The first question requires Bayesian updating of priors to incorporate new data. If the priors are subjective, Bayesian analysis is “a code of consistency for the person applying it, not a system of predictions about the world around him” (Savage, 1972, p. 59, who nonetheless took personal probability as “the only probability concept essential to science,” p. 56). If the priors are objective, Bayesian updating is the tool of choice for secondary meta-analysis, and provides the machinery for a cumulative science. Had the astrophysicists cited by Youden (1972) incorporated priors in their final parameter estimates, there would have been less humor and more truth in the title of his article. Scientists wanting to know what to believe about claims—their own or others’—should respect prior information (Field, 2003). After Bayesian updating, *p*_{rep} provides an excellent prognostic.

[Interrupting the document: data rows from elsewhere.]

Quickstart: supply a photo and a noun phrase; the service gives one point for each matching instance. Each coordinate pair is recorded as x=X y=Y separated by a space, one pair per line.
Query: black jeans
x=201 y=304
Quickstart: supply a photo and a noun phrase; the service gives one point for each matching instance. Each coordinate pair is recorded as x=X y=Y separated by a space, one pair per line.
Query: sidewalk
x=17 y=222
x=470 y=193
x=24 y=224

Neyman and Pearson avoided the Bayesian implications of the first question by skipping to the second, asserting that a counsel to action carries no implications for belief (Neyman, 1960, p. 290). But an answer to the second question requires both efficient use of the data—not possible in their schema—and a payoff matrix. By providing the first, *p*_{rep} lays the groundwork of a decision theory for scientific inference.

The standard answer to the third question is that results should be evaluated by classifying them as either significant or nonsignificant. But this approach “is an impoverished, potentially misleading way to describe evidence” (Dixon, 2003, p. 200; J.E. Hunter, 1997). Given the typical case of a composite alternative hypothesis (e.g., “not the null”), *p*_{rep} predicts the probability that replications will provide evidence supporting the original effect. Given well-defined alternative hypotheses, likelihood analysis (Royall, 1997), corrected for bias (Forster & Sober, 2004), estimates the strength of evidence favoring the alternatives. If additional statistical evaluation is wanted, randomization of the constituent log likelihoods will provide empirical sampling distributions from which *p*_{rep} may be inferred. In either case, priors “can obfuscate formal tests by including information not specifically contained within the experiment itself” (Maurer, 2004, p. 17); they flavor the evidence with the idiosyncratic taste of the evaluator. Flat (uninformative) priors provide the level playing field necessary for unbiased evaluation. After evidence passes a filter such as *p*_{rep}, it may be weighted and added to the canon. Belief is best constructed from independently established facts, composed with an eye to their cumulating effect.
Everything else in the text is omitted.